View of Germaine Richier's exhibition, showing (foreground) The Bullfighter, 1953; at Perrotin.
Dominique Lévy and Galerie Perrotin’s joint presentation of more than 40 works by the French sculptor Germaine Richier (1902-1959) helped bridge an important art historical gap between the desiccated, vanishing forms of Alberto Giacometti and the unsparing, corporeal feminism of Louise Bourgeois and Kiki Smith. Richier is sadly underappreciated on this side of the Atlantic; this was the first solo exhibition of her work in the United States since the year she died.
The nonchronological arrangement of the sculpture throughout the contiguous galleries was dense, yet delicate, like a scorched and ancient forest, its shape-shifting chimeras burnt and resurrected. (The pieces ranged from less than a foot to over seven feet in height.) Surrounding photographs of Richier’s work and studio by Brassaï attested to the teeming environment in which she worked. Her subjects, like those of her teacher, Antoine Bourdelle, are often literary or mythological. There was Pomona (1945), the Roman goddess of fruit, and a sculpture of a six-headed horse galloping forth from hell. A life-size, emaciated Don Quixote, his woodlike limbs as tenuous as his grasp on reality, stood nearby a diminutive bullfighter, not quite four feet tall, who’s more Humpty Dumpty than swaggering torero. Kafkaesque metamorphosis pervaded. The spindly figure in The Ant (1953) is half-woman, half-insect. In the nightmarish Spider (1946), a woman-arachnid hybrid gets tangled in her own web.

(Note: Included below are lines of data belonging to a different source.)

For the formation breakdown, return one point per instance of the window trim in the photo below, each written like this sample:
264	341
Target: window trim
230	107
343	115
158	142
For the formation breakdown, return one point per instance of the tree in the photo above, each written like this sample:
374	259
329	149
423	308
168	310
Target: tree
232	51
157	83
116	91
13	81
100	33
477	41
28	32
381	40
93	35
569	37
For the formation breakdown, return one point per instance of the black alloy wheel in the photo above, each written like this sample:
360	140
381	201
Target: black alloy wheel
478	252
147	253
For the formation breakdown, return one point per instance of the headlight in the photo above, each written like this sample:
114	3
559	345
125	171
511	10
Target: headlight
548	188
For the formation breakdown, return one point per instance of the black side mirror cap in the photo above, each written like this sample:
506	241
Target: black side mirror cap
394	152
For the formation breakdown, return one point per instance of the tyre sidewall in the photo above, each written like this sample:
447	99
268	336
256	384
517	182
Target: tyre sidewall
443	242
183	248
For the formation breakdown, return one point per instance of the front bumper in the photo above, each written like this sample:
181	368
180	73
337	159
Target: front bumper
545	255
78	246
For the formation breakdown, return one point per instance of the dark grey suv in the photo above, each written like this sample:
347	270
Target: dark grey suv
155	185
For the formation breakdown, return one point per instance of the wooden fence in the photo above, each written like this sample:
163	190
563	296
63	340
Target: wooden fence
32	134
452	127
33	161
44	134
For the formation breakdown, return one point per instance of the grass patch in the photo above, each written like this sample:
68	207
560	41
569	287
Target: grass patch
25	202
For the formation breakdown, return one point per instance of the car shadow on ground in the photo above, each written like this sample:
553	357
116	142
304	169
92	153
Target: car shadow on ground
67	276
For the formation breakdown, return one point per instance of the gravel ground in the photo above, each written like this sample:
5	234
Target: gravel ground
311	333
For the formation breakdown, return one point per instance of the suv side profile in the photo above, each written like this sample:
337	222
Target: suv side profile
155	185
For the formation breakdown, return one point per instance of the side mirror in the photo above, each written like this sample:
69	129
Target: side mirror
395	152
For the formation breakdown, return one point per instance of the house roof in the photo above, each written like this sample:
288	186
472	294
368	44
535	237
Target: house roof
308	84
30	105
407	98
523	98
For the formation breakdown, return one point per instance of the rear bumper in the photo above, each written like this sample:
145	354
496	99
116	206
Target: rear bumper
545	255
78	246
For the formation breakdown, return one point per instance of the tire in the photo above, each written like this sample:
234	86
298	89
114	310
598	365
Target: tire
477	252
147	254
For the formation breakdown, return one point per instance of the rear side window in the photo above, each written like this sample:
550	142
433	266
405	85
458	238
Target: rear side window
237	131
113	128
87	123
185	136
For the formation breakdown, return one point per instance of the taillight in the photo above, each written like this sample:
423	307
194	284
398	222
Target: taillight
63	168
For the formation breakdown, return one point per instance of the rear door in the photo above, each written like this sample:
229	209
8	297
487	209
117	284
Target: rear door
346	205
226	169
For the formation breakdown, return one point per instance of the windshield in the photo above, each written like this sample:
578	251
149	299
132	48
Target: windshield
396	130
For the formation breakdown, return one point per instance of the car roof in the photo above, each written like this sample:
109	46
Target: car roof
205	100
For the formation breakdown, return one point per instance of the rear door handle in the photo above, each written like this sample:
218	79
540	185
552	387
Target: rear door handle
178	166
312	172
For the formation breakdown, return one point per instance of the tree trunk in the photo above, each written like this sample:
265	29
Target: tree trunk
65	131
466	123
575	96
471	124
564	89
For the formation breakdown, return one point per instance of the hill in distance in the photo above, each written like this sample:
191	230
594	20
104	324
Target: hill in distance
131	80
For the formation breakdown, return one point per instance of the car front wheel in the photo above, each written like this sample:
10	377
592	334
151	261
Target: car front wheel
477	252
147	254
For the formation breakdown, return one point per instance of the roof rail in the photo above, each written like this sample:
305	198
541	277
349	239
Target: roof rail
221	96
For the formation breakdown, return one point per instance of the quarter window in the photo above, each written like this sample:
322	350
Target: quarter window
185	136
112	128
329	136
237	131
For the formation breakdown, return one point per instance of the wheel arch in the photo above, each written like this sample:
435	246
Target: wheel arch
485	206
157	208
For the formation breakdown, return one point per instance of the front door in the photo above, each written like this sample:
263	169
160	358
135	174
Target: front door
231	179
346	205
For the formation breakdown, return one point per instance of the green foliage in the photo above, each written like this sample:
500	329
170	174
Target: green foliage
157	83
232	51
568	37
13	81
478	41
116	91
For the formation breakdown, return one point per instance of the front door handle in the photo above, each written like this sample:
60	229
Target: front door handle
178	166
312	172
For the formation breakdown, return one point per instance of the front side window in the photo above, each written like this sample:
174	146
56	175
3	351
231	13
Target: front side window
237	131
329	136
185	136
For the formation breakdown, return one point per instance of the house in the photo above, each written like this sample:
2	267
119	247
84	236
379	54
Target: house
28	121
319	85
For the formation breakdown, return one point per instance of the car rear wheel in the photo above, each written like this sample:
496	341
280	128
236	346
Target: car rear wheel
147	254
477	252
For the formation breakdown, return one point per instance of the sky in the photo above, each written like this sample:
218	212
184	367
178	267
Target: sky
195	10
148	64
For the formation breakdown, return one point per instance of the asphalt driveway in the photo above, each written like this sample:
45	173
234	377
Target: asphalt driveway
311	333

Giacometti is Richier’s nearest aesthetic kin, and his legacy has significantly eclipsed hers. That’s regrettable. The waifish, phenomenological style that defined Giacometti’s best work emerged during his post-Surrealist period of the mid-1940s—contemporary with Richier’s own such experiments. The two artists mixed in the same heady Parisian circles; no doubt their ideas intermingled. But given the singularity and rapidity with which Richier’s vision developed from about 1944, her importance as an innovator has been underrecognized, her debt to Giacometti overstated, at least in the United States. It’s unfortunate for an artist whose work appeared in five Venice Biennales and, in 1951, the first São Paulo Biennale.
Rendered mostly in patinated bronze—though sometimes in lead, or combined with globs of colored glass—Richier’s surfaces resemble charred wood, jagged bone or moss-hewn rock. Her often gaunt, elongated forms manipulate the space and light inside and around the sculptures and seem to express a deep struggle for transcendence. Richier didn’t invent all the textures and lines that animate her work, but she uniquely advanced them. She also helped make room for distinctly female voices amid the overwhelmingly male discourse surrounding 20th-century upheavals.
Kiki Smith’s bronzes, with their sometimes burnt and skinned bodies, are foreshadowed by Richier’s life-size nudes of a man and woman, Thunderstorm (1947-48) and L’Ouragane (1948-49). The former is mostly faceless, his body pocked with holes. The latter, whose title is a neologistic feminization of the masculine noun for “hurricane,” retains her face but appears as though dipped in hot tar.
Standard history fixes Richier’s maturation to the atomizing horrors of World War II. But her work, like Smith’s, exhibits a Catholic fixation on the flesh which may hark back further. As Anna Swinbourne notes in her catalogue essay, Richier’s visit to Pompeii in 1935 proved formative: her sculptural textures would soon resemble those of the charred and lava-caked bodies at that site. But within this anxiety lies a struggle to outstrip the limits of the flesh. As David Sylvester wrote of Richier’s 1955 solo exhibition at London’s Hanover Gallery, “Hers is a human image challenged, battered, ruined, and still obstinately human.”